# VoLvo 2 bRinG Driverless 2 mARkeT in FIVE (5) years



## byrdman (Sep 20, 2016)

*The company's five-year timeline puts it roughly on pace with such competitors as Ford, whose CEO announced plans last month to start selling autonomous cars in five years. *
*BY THOMAS LEE, SAN FRANCISCO CHRONICLE / SEPTEMBER 30, 2016*
Click authors name for full article 

_







VOLV_


----------



## CuffLink (Sep 15, 2016)

2 Tessa drivers killed in autonomous mode and Tessa sells 70% more cars.

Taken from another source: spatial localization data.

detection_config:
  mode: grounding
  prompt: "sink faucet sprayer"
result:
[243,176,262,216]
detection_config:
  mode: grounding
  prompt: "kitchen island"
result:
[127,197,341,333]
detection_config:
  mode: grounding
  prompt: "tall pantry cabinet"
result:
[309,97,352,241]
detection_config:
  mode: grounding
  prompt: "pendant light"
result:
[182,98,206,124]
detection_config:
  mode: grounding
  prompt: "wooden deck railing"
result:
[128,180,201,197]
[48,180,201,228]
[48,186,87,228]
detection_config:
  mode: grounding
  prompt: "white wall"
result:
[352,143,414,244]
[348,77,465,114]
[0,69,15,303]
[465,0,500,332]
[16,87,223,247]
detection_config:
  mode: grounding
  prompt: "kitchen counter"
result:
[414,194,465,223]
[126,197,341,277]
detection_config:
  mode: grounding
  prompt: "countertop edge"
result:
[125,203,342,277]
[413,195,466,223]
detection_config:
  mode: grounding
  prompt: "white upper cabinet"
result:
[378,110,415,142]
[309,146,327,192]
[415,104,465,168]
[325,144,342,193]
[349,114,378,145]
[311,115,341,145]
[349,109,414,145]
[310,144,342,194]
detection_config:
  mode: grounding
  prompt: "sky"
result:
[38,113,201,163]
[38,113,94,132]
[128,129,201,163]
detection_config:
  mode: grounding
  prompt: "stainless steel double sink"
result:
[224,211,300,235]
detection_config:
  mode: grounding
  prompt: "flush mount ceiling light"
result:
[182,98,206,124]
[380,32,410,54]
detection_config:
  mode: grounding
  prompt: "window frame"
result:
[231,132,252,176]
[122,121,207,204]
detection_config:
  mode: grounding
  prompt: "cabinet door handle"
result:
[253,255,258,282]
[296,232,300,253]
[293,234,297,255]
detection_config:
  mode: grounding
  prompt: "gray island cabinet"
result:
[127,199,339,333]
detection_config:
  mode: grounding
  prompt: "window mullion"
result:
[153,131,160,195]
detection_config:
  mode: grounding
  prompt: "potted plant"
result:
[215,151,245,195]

If 3 drivers got killed increase would of been 100%

Market demands driverless


----------



## RamzFanz (Jan 31, 2015)

byrdman said:


> *The company's five-year timeline puts it roughly on pace with such competitors as Ford, whose CEO announced plans last month to start selling autonomous cars in five years. *
> *BY THOMAS LEE, SAN FRANCISCO CHRONICLE / SEPTEMBER 30, 2016*
> Click authors name for full article
> 
> ...


How gay does that dude feel with that hairdo?

Is that like the modern "Trump" do?


----------



## UberSolo (Jul 21, 2016)

RamzFanz said:


> How gay does that dude feel with that hairdo?
> 
> Is that like the modern "Trump" do?


what i noticed is there is no way a millennial would be reading an actual physical newspaper. more like an iPad or phone.


----------



## ubershiza (Jan 19, 2015)

Maybe he's a sudo millennial?


----------



## Flarpy (Apr 17, 2016)

UberSolo said:


> what i noticed is there is no way a millennial would be reading an actual physical newspaper. more like an iPad or phone.


By then it'll be cool and retro for hipsters to read stuff printed on wood pulp.


----------



## WeirdBob (Jan 2, 2016)

byrdman said:


> *The company's five-year timeline puts it roughly on pace with such competitors as Ford, whose CEO announced plans last month to start selling autonomous cars in five years. *
> *BY THOMAS LEE, SAN FRANCISCO CHRONICLE / SEPTEMBER 30, 2016*


ThE eLIte dOOdZ from 1995 just called. They want their ridiculous capitalization back.


----------